Wo sitzt welches Protein? An der TU Wien wurde nun eine neue Technik entwickelt, mit der man den Aufenthaltsort von Proteinen in der Zelle mit höchster Präzision erfassen kann. Proteine sind gleichzeitig die Bausteine und die Werkzeuge unserer Zellen. Um wichtige biologische Prozesse zu verstehen, muss man oft genau wissen, wo sich welche Proteine in welcher Häufigkeit befinden. Das ist allerdings eine große Herausforderung: Erstens, weil Proteine viel zu klein sind, um sie mit einem gewöhnlichen Lichtmikroskop abzubilden, und zweitens, weil es schwierig ist, unterschiedliche Proteine zuverlässig voneinander zu unterscheiden.

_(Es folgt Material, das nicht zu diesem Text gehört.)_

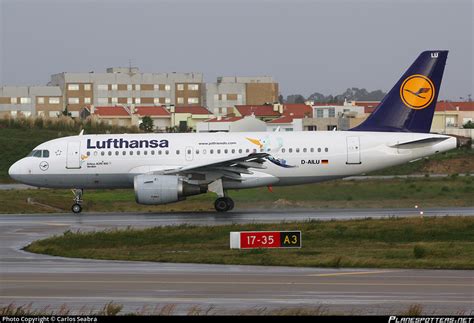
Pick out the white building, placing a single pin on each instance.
(232, 124)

An der TU Wien gelang es nun, diese Probleme zu lösen: Mit einer
völlig neuen Kombination aus Infrarot-Spektroskopie,
Atomkraftmikroskopie und maschinellem Lernen kann man nun Proteine
innerhalb einer Zelle bestimmen und mit einer Ortsauflösung von etwa 20
Nanometern lokalisieren. Dadurch ergeben sich ganz neue
Forschungsmöglichkeiten – von der Medizin bis zur Biosprit-Produktion.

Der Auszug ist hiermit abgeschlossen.